Mélange takes the Arts Center
Exhibit mixes the work of three local artists

Jenny Treanor’s “She Spreads her Wings to Fly,” now on display at the DAC/Photo by Stephen Eginoire

by Jules Masterjohn

There is only one day left to catch the current exhibition at the Durango Arts Center. Titled, Mélange, the show is a mix of work by three local artists that does not easily blend into a cohesive whole – and that is the show’s strength. Comprised of found object sculptures by Patti Singer and Jenny Treanor, and altered photographs by Jodell Murray, the show is a medley of artistic approaches, styles and intentions.

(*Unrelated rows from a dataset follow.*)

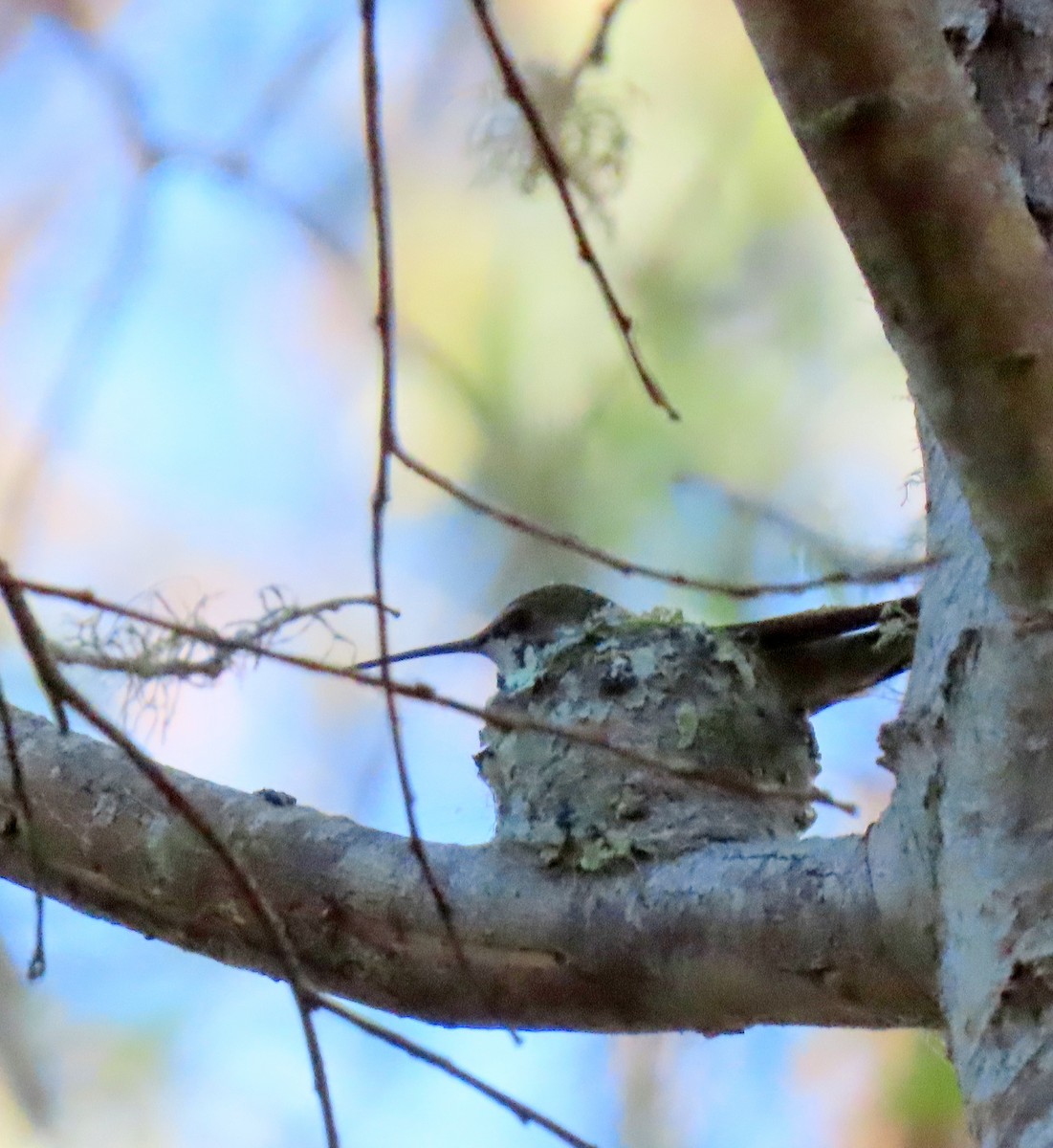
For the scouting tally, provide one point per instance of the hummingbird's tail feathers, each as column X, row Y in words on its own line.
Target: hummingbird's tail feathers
column 818, row 674
column 824, row 623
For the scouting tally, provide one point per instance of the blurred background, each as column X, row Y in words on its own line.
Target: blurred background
column 188, row 402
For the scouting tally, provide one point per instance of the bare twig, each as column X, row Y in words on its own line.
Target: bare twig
column 888, row 572
column 596, row 55
column 524, row 1113
column 557, row 170
column 386, row 434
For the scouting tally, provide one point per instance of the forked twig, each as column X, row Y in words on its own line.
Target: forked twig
column 557, row 170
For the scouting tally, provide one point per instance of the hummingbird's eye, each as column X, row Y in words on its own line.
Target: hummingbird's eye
column 516, row 621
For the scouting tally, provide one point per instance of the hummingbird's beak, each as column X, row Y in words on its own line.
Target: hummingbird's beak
column 462, row 646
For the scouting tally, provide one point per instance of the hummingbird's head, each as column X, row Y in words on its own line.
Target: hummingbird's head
column 534, row 621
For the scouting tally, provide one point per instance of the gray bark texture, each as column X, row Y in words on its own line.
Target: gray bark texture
column 930, row 133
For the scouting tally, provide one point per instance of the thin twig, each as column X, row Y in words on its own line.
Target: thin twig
column 596, row 55
column 524, row 1113
column 888, row 572
column 38, row 961
column 557, row 170
column 386, row 435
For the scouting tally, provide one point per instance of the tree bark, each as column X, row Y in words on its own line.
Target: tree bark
column 949, row 223
column 732, row 936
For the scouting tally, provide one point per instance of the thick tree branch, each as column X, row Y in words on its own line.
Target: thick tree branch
column 733, row 936
column 938, row 224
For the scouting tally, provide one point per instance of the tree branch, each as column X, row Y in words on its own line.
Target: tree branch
column 732, row 936
column 941, row 230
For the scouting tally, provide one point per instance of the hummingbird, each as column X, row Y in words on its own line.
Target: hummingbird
column 696, row 705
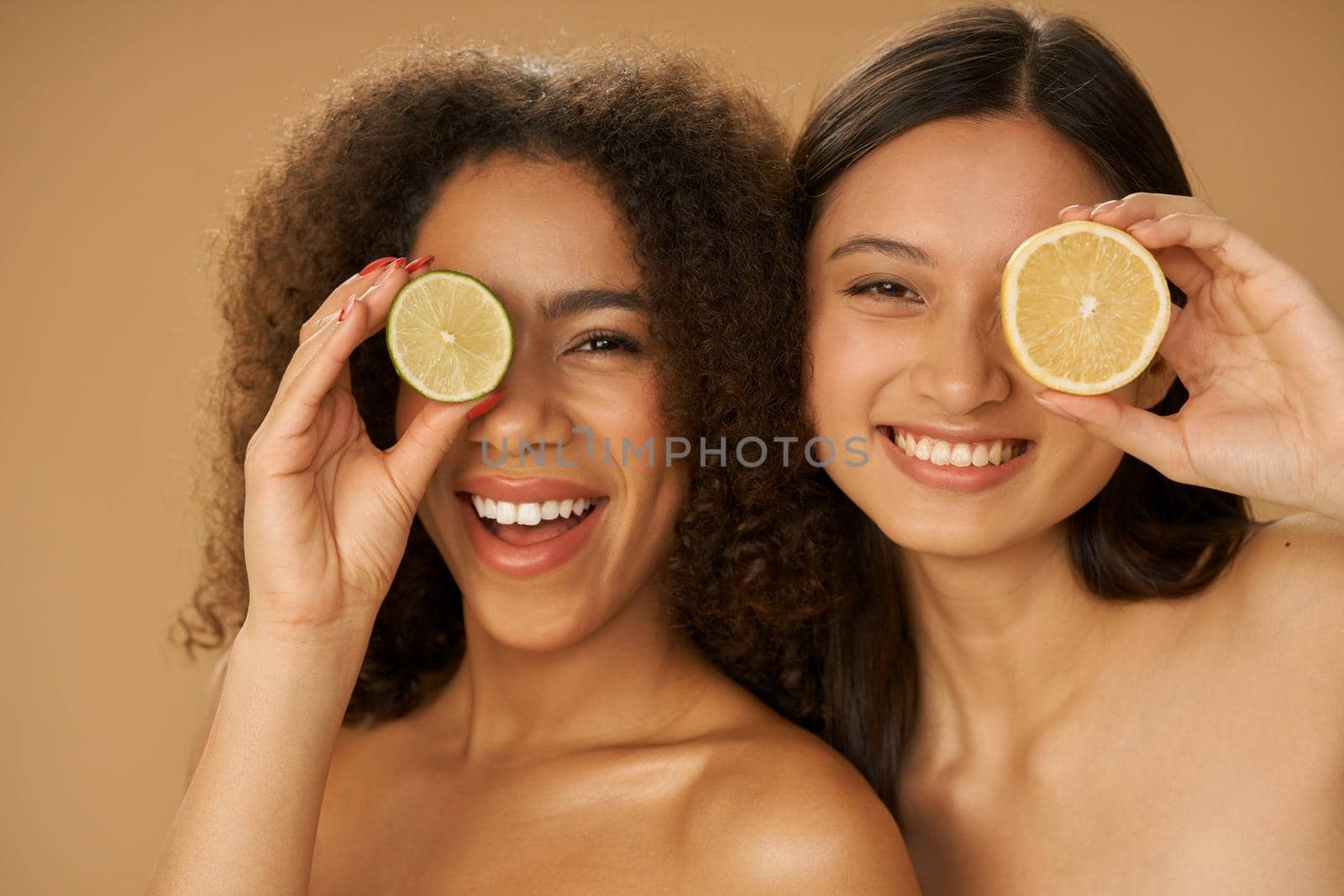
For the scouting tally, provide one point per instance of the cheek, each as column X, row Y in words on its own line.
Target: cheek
column 853, row 360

Art can ask a lot of the viewer and one needs to decide if it is worth the effort. It took me nearly half an hour to get comfortable with this show and to exorcize my artistic prejudices and preferences. Initially, I was bothered by the sameness in texture of the artists’ work – Murray’s prints are all pixilated; Treanor’s sculptures are rusty or shiny; and Singer’s once-wooly stuffed animals are all grungy. The surface qualities within each artist’s body of work seem so alike that my eye and mind hungered for some variety and contrast. Seeing past this superficial reaction, I was able to dig deeper into the works, and began to appreciate the merit of each person’s investigation.

Jenny Treanor and Patti Singer share few artistic attributes, though both use found objects combined in unexpected ways. Treanor is interested in using the objects as she finds them – unaltered. Contrastingly, Singer deconstructs and reassembles the dolls and stuffed animals that are the actors in her mixed-media sculptures. Where Treanor nests her objects, rarely securing or fixing them permanently, Singer sews, glues and binds hers together. While Treanor’s themes are one-of-a-kind and unique, Singer repeatedly uses the rabbit, baby doll, fox and wolf as archetypes to express her meanings. Treanor seems intent on formal issues and objectivity in her work while Singer pulls us into her specific dramas, asking us to consider the darker aspects of humanity.

Treanor creates found-object sculptures using items that she rescues from the trash or purchases from flea markets, with the intention of capturing “the essence of these elements to reveal something new.” A few of her pieces point to the sublime and reach her artistic goal of creating the “unexpected message.”

One assemblage, “She flies through the air with the greatest of ease,” which greets viewers at the gallery door, demonstrates Treanor’s ability to break out of her visual convention. A silver tray, a truck’s hood ornament, a doll head, and a shiny tool are combined in an odd and delightful way. The viewer’s point of view is engaged as the doll’s head is reflected from different facets of the silver tray, which serves as the sculpture’s background.

“She flies…” finds congruity with her statement, “I allow my intuition to join seemingly disparate items. I see form rather than function.” In her most compelling works, Treanor transforms the combined objects into expressions that offer a glimpse into the substance of the mind that Dada and Surrealism, the roots of found object sculpture, can provoke.

Patti Singer's “Rabbit in the Hat.”/ Photo by Stephen Eginoire

Patti Singer’s wall piece, “Snare” punched me in the gut the moment I saw it. The image of a fox skin clad with a human phallus, hanging from a rabbit-shaped weathervane, has been haunting. Once a stuffed toy, now disemboweled and lifelessly draped from its nemesis, the piece presents a story of the tables turned. This anthropomorphic tale is a warning and foreshadows the fate of one who is too clever and overly full of oneself. Assumptions about the victim and the hero as well as other human dramas are symbolically explored in Singer’s work. Humor and horror set the tone for her “vignettes."

Three other mixed-media dolls by Singer have hovered in my periphery vision since viewing the show. “Afterlife” is comprised of a dismembered and reassembled rabbit (with an unlucky foot pitifully dangling) that holds an angelic baby doll. “Spring,” a drenched and slumping bunny that is tied to a chair, tenderly offers a dove a resting place. By far the darkest of her pieces is “Empty Nest,” in which a baby doll body with a bird’s nest upon its head has been covered with black horsehair. Three of four appendages end in paws that sport actual animal claws. A nearly transformed werewolf comes to mind as the solo human arm grasps a baby wearing a rabbit suit.

As in most of her sculptures, “Empty Nest” is slathered with a medium that makes the surfaces look viscous and sticky. This treatment suggests amniotic fluid, and each sculpture takes on the symbolism of a stillborn issue or nascent trauma. Her doll forms are intended as carriers for the “many childhood associations we have with the rabbit as toys, fairytales and stories.” Too, using the doll as her expressive vehicle amplifies the impact of these images. The sculptures are pregnant with meaning and covered with the gory details.

Singer’s dolls are anything but playthings. They offer serious contemplation of the complacencies in our lives, and remind us that exploring unresolved psychological and emotional issues is hardly ever pretty. •

Mélange is on display at the Durango Arts Center, 802 E. Second Ave., through Friday, July 31.